One of the funny things about Woodland's book is that it shows the lengths some people will go to in order to take part in the Games, and the lengths others will go to stop them taking part. How unsporting the Olympics have always been. There's the story of Hermann Ratjen, who competed in the 1936 Games as Dora. Ditto Mark Weston who competed as Mary. There's the story of the attempted knee-capping of Nancy Kerrigan. The story of the French skating judge who sold a gold medal to the Russians in return for the Russians fixing a gold for France. The more you read stories like these, the more you wonder why people rate the Games so highly.

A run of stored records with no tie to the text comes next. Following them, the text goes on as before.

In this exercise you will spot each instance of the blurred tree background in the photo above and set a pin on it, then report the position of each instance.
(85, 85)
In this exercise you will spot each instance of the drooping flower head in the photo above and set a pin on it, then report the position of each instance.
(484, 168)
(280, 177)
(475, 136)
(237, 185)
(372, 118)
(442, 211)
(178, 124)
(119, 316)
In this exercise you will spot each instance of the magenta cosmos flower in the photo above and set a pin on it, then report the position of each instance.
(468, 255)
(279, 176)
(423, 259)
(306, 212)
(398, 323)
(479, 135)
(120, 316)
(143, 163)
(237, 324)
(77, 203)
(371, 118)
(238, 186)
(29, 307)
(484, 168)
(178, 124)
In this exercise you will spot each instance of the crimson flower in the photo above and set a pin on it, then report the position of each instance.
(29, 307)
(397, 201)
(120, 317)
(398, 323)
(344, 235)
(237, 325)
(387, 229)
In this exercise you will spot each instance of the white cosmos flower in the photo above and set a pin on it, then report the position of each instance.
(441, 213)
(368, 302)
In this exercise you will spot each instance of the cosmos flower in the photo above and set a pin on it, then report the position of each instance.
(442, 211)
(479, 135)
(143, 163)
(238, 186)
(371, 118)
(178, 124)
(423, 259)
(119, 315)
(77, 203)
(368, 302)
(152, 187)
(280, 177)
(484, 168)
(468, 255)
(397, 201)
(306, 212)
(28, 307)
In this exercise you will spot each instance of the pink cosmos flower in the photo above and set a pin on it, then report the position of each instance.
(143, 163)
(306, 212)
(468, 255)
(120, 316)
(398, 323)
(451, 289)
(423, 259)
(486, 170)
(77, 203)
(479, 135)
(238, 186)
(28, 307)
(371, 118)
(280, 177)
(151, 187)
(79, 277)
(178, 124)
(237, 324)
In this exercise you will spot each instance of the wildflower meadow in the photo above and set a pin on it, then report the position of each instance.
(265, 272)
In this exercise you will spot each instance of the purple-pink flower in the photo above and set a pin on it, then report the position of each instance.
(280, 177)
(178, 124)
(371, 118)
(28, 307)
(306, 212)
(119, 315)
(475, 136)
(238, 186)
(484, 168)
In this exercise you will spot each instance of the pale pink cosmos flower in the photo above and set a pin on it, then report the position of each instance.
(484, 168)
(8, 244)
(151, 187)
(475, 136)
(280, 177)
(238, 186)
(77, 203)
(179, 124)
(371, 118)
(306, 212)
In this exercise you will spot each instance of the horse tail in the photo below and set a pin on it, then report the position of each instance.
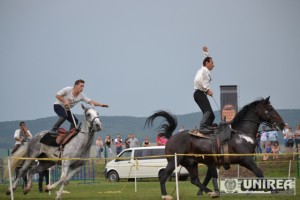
(166, 128)
(21, 152)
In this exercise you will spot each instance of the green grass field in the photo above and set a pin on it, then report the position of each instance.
(150, 189)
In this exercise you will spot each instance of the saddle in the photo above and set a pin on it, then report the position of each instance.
(61, 139)
(219, 145)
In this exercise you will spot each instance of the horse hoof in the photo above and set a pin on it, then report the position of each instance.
(167, 197)
(213, 194)
(25, 190)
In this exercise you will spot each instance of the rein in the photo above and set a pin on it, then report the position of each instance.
(91, 125)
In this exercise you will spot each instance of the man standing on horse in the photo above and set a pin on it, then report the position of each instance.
(202, 89)
(67, 98)
(21, 135)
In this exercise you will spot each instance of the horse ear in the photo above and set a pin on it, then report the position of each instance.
(267, 100)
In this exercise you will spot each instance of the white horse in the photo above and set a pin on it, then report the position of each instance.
(78, 147)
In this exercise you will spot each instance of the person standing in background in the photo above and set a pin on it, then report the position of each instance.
(297, 139)
(273, 135)
(108, 143)
(43, 174)
(21, 135)
(202, 90)
(133, 141)
(118, 144)
(67, 98)
(99, 146)
(146, 142)
(257, 144)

Some of Woodland's stories are cycling related. There's the tale of Pierre Trentin and Giovanni Pattenella's 22 minute sprint in the 1964 Games: those were the days before epic track stands were banned by the powers that be, before lesser nations were expected to simply concede defeat by leading Chris Hoy out in the sprint for the line. Or accused of cheating for daring to sprint from the gun.

My fave cycling story comes from 1896, a year I seem to have found myself stuck in recently (an Irishman, Harry Reynolds, won the World Championships, another Irishman, Teddy Hale, won the Madison Square Garden International Six Day Race and Bordeaux-Paris was won on a bike that didn't have a chain). This particular story concerns Edward Battel and Frank Keeping. Two Brits. Domestic staff on the Athens Embassy. Who, hearing about the Games, decided to chance their arms in the cycling events. Baron Pierre de Coubertin & Co had no issue with their taking part. But their home nation did. They didn't like the cut of Keeping and Battel's jibs. Not the right sort of people to represent Queen and Empire. Oiks. Proles. Commoners. So the rules about amateurism were called upon. Battel and Keeping were told to piss off, in the politest possible terms.

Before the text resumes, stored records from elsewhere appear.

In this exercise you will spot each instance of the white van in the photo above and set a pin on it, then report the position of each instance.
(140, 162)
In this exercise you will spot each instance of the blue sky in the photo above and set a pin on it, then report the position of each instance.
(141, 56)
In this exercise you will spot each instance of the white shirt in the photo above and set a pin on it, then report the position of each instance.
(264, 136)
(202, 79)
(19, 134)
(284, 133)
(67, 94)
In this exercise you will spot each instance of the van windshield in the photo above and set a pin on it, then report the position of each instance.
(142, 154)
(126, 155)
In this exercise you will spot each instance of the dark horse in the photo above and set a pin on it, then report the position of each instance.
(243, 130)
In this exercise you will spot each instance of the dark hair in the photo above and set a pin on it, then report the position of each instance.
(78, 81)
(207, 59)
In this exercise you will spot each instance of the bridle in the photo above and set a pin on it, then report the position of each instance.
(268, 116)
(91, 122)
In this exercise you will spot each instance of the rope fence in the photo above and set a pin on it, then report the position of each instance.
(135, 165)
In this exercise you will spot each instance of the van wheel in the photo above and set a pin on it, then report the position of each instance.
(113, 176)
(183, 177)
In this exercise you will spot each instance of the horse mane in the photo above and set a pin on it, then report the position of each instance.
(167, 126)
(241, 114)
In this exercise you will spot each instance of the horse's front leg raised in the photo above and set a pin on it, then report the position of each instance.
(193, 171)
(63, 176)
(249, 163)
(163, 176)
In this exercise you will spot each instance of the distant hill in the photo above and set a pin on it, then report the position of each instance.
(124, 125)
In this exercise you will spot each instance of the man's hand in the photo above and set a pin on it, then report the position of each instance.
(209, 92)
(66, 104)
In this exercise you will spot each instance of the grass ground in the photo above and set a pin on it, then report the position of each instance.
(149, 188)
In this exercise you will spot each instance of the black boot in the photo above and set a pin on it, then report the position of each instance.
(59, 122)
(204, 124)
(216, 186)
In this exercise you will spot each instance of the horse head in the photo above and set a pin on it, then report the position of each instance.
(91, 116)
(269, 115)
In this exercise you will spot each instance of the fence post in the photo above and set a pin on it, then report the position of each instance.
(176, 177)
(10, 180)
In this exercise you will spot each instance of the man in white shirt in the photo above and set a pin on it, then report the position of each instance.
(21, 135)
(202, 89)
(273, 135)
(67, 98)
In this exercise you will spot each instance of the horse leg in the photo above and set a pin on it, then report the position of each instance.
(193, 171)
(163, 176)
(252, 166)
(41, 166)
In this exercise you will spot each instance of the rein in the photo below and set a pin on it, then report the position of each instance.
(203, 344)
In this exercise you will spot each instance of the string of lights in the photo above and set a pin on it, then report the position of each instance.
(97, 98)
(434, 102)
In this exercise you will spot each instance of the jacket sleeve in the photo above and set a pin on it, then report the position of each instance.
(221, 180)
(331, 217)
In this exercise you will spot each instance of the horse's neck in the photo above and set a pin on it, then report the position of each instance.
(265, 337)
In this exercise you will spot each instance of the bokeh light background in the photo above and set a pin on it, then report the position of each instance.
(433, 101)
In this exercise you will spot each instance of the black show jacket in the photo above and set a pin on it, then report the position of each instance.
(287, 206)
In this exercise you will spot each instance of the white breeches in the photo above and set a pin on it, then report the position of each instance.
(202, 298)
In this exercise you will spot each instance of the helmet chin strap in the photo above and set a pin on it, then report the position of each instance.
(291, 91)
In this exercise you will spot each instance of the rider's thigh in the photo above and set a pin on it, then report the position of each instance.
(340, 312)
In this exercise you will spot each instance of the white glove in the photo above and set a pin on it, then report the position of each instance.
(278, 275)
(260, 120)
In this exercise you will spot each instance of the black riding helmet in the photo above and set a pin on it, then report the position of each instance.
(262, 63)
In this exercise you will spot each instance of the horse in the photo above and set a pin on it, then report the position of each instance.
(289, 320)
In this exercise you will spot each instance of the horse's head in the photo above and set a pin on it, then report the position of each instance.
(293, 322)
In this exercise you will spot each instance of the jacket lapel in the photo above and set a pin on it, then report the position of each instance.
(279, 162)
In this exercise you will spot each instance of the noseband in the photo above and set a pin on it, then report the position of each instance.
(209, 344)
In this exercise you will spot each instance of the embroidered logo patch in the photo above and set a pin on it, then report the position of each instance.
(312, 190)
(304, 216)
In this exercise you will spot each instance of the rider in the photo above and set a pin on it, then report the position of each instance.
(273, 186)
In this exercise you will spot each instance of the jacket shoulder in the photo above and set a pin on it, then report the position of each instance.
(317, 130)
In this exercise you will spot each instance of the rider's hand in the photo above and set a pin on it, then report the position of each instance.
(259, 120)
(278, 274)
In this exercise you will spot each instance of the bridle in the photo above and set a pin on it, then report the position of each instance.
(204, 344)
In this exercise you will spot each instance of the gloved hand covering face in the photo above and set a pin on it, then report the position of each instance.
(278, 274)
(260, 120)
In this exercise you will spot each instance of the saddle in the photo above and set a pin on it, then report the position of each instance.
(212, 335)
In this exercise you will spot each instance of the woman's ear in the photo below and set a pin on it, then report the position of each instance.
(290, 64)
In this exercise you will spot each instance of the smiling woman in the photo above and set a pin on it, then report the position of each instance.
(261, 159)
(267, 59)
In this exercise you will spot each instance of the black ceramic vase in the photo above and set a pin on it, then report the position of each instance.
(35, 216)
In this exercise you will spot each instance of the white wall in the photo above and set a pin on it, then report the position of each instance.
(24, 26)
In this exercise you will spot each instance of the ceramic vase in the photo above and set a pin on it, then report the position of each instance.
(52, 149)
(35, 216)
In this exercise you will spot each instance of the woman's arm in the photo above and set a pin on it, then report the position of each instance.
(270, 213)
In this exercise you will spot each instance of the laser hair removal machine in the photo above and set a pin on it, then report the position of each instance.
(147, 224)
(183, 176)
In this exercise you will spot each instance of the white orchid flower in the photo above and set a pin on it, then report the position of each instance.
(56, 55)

Then the world got to hear of Battel and Keeping. Even then ordinary people knew than amateurism was shamateurism, a cheap and nasty way of keeping the wrong sort of people in their place at the bottom of society's ladder. The world pointed at Britain and laughed. And mocked. And laughed some more. Displaying considerable lack of backbone and a not very stiff upper lip, the Brits backed down and Battel and Keeping were permitted to represent Queen and Country on their bikes. And a jolly good show they put on too, bringing home silver and bronze and proving to the world that the Brits were up there with the best when it came to this cycling lark.

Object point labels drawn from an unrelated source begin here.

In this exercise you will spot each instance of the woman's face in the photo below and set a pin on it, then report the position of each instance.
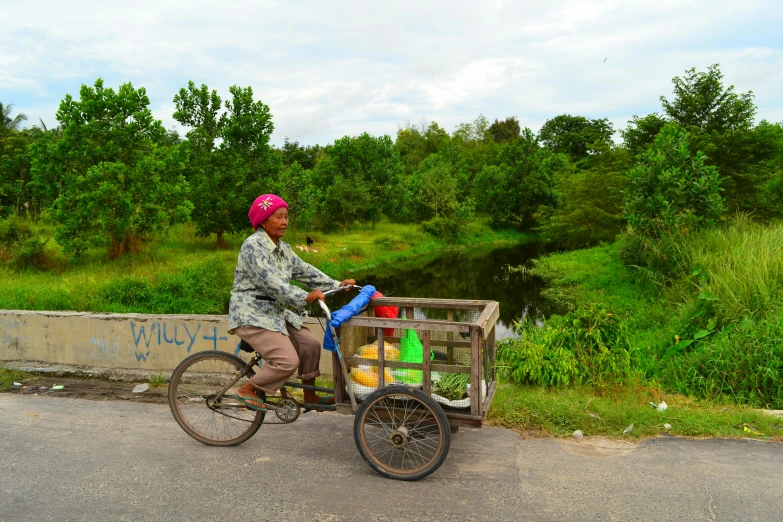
(276, 224)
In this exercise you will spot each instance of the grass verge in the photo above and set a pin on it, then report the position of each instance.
(609, 411)
(8, 376)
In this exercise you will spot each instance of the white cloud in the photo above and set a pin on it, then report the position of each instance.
(336, 68)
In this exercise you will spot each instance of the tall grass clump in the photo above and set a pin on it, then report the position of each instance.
(744, 267)
(588, 345)
(745, 365)
(203, 288)
(20, 246)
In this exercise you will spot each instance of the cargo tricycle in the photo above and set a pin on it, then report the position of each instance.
(411, 379)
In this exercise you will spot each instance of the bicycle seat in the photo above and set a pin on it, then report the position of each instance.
(245, 347)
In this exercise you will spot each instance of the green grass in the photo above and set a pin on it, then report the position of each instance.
(561, 411)
(8, 376)
(183, 273)
(710, 327)
(158, 380)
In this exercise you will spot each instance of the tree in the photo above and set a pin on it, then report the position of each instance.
(522, 181)
(702, 105)
(506, 130)
(120, 183)
(574, 135)
(438, 189)
(372, 165)
(672, 192)
(298, 191)
(345, 202)
(415, 144)
(641, 132)
(475, 145)
(305, 156)
(589, 201)
(7, 123)
(231, 161)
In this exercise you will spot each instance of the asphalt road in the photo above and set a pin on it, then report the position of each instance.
(73, 459)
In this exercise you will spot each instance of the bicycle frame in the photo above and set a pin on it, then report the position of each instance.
(256, 358)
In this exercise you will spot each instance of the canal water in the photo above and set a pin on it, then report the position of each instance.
(466, 274)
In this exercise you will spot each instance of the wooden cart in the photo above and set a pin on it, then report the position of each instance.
(402, 426)
(460, 332)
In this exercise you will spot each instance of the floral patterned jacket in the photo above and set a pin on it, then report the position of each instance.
(265, 270)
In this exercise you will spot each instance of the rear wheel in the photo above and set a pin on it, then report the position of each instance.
(402, 433)
(193, 390)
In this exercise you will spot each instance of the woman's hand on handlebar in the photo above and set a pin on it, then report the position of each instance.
(315, 294)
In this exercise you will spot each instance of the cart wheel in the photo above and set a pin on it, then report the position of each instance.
(402, 433)
(289, 410)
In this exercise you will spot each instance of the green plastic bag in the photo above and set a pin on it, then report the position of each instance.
(412, 351)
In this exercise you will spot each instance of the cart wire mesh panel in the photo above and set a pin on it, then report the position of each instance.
(444, 347)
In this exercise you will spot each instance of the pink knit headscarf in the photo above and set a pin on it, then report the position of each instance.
(263, 207)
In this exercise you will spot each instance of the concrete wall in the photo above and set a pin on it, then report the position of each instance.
(132, 341)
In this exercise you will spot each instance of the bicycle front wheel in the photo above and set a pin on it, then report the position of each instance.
(193, 398)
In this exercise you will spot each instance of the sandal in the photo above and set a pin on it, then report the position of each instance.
(246, 401)
(325, 403)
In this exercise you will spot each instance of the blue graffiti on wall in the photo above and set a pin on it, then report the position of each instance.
(146, 335)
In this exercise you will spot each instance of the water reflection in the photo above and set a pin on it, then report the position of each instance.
(471, 274)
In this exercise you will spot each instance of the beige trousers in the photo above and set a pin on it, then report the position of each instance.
(283, 355)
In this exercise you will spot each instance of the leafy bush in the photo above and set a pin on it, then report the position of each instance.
(672, 192)
(20, 246)
(745, 364)
(587, 345)
(443, 228)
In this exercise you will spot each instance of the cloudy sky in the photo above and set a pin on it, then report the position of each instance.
(329, 69)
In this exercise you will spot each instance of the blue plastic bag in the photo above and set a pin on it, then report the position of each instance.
(355, 307)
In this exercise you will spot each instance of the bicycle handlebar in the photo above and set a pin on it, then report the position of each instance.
(345, 288)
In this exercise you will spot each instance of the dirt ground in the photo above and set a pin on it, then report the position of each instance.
(93, 389)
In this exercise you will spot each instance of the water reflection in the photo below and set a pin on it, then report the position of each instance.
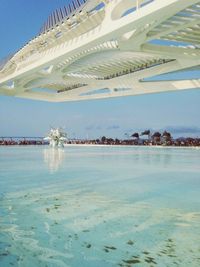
(54, 157)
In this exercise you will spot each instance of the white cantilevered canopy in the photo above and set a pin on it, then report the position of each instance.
(98, 49)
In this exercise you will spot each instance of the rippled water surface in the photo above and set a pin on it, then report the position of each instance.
(99, 207)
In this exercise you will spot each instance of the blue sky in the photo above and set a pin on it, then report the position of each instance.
(20, 20)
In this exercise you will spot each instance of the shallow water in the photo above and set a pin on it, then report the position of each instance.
(99, 207)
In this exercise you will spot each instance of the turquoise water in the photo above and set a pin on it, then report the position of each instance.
(99, 207)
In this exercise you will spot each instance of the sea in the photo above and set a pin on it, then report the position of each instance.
(99, 206)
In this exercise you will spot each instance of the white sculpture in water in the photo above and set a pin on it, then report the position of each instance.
(56, 137)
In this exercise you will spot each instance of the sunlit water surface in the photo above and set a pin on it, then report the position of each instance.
(99, 207)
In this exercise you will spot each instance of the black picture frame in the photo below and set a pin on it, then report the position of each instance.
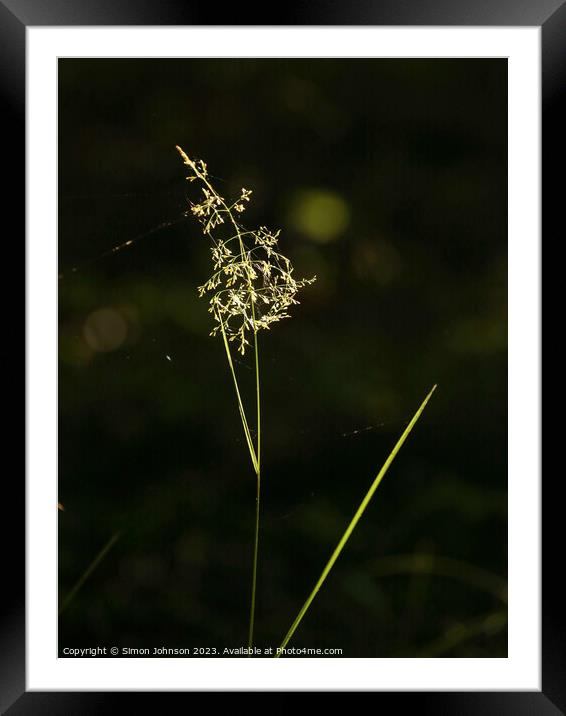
(15, 16)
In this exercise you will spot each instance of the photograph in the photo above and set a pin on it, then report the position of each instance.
(282, 357)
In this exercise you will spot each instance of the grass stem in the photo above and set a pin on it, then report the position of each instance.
(354, 521)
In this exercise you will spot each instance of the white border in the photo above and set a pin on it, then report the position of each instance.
(521, 670)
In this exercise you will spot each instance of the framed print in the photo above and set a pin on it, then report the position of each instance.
(283, 354)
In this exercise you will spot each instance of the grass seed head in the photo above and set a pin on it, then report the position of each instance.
(252, 284)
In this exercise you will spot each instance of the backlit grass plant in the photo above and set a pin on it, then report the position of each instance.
(252, 287)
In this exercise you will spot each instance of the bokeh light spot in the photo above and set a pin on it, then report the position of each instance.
(105, 330)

It is to be hoped that Battel and Keeping were better rewarded - and - remembered that a Frenchman called Vasserot. He won a silver medal during the Paris Games in 1900 but didn't discover this fact until 1965, when the French Olympic Committee realised the old codger was still kicking around. Apparently this Vasserot hadn't even realised he'd taken part in the Olympics: he thought he'd just turned up for some race in Valenciennes.

All told, I'm no great fan of the Olympics. But I'm not quite in the same camp as the Dutch queen, Willhelmina, who, in 1928, when the Games were being held in Amsterdam, decided to decamp to Norway so as to avoid the Games's opening ceremony. Was it because the city had a mayor like Boris Johnson? Not quite. Apparently Queen Wil believed the Games were a celebration of paganism (given the sacrifice today being made to Mammon in the name of the Games, you do wonder if maybe she had a point). She also had a problem with women taking part (as did the mad Baron, Pierre de Coubertin, and the cycling-loving CEO of Vatican Inc).

Whether you're a fan or not of the Games Woodland's book is an entertaining little jaunt through the seedier side of the Olympics and the ideal tonic for all the bullshit that's quadrennialy spread around as the Games approach, all that crap about the Corinthian spirit, the glory of the Games and how it's the taking part and not the winning that counts. The Olympic Games have only ever been about one thing: winning at all costs. As Woodland helps to demonstrate in The Olympics' 50 Craziest Stories.